I've been with Barlcays for a few years now (have a current account and an ISA with them) and never had any issues with them.


----------



## alan_mcc (Oct 28, 2008)

RBS are really good from my experience, the digital banking system is a breeze and they've been very helpful every time I've been in.

I'm only on a student account so I've no clue about ISA's or that.


----------



## The Cueball (Feb 8, 2007)

I use bank of scotland.. never had many issues after I signed away my "security" from the bank... basically they stop asking me all the BS questions when I take money out or put some in..

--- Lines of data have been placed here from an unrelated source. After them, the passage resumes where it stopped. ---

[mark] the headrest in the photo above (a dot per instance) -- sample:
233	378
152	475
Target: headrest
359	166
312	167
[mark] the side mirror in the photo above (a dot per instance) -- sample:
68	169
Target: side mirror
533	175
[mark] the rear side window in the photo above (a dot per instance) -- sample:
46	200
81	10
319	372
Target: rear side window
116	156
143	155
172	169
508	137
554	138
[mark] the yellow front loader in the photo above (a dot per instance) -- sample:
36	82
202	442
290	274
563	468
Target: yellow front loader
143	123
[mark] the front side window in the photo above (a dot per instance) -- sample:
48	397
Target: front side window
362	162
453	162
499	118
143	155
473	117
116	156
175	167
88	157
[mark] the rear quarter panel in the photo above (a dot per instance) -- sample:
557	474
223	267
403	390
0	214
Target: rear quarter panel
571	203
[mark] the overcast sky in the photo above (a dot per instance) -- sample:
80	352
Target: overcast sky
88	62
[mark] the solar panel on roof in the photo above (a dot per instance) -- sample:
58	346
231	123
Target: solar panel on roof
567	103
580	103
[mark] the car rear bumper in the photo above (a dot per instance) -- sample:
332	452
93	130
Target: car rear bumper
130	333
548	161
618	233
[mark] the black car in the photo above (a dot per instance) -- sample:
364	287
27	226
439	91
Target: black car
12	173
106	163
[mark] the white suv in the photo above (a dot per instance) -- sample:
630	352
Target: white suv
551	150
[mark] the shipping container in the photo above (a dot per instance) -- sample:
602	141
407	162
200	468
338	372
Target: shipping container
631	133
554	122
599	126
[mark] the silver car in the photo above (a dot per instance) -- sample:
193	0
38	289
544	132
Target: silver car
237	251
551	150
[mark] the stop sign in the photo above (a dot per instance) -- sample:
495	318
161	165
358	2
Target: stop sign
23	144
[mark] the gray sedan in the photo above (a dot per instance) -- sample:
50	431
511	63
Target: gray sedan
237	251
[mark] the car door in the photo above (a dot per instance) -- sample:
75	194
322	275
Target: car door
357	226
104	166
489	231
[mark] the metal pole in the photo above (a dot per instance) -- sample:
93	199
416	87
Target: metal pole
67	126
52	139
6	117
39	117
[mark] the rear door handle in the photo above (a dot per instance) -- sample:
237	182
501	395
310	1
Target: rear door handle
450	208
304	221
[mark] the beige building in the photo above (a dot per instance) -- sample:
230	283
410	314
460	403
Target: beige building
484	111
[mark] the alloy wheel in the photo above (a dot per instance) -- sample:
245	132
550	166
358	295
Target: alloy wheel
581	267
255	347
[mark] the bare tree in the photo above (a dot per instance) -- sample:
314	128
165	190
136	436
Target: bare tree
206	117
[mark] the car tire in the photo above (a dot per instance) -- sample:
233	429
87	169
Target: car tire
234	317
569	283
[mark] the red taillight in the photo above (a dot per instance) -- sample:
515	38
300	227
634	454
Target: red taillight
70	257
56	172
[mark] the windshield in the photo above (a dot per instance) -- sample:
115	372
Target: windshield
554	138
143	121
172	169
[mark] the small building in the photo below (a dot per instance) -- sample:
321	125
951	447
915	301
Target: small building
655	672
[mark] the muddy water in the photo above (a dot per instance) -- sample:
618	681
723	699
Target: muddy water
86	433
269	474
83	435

from a money point of view, I love RBS... I'm buying their shares every month...

:thumb:


----------



## bigmc (Mar 22, 2010)

I'm with Santander after barclays decided they were morons and couldn't run a bath let alone my finances, no propblems with Santander at all.


----------



## 500tie (Oct 15, 2009)

I use HSBC and can't recommend them highly enough especially after all the fiascos I had with Barclays


----------



## Ross (Apr 25, 2007)

Thanks guys,I have just about had enough with the TSB.


----------



## dsolds (Feb 13, 2008)

500tie said:


> I use HSBC and can't recommend them highly enough especially after all the fiascos I had with Barclays


:thumb: +2 (me and SWMBO)


----------



## phil67 (Mar 17, 2008)

Ive been with Lloyds for over 20yrs and never had any problems


----------



## dubber (Oct 2, 2011)

First direct. Superb service :thumb:


----------



## Doc943 (Mar 27, 2011)

+1 first direct Never a problem and some good products and services


----------



## Matt. (Aug 26, 2007)

Halifax.


----------



## S63 (Jan 5, 2007)

The only good bank is one that doesn't pay their directors huge bonuses whether they succeed or fail".......................is there one?


----------



## stevept (Nov 22, 2009)

Nat west, been with them 6 or7 years never had a problem with them. There online service is quick and easy and most of all safe.


----------



## Ravinder (Jul 24, 2009)

With both Halifax and RBS. I prefer RBS. Got my main account with them. Never had any issues. Well one actually but that was easily sorted on the spot. There online banking is fantastic -10/10. The easiest to use. Really good.
Got my main savings accounts with Halifax as they offered a better range then RBS in my opinion.


----------



## Adam D (Nov 3, 2009)

I have been with Bank of Scotland for over 20 years.

They have been pretty good in terms of service over the years. They really annoyed me last year though when they deleted all of statements without telling me, grrr!


----------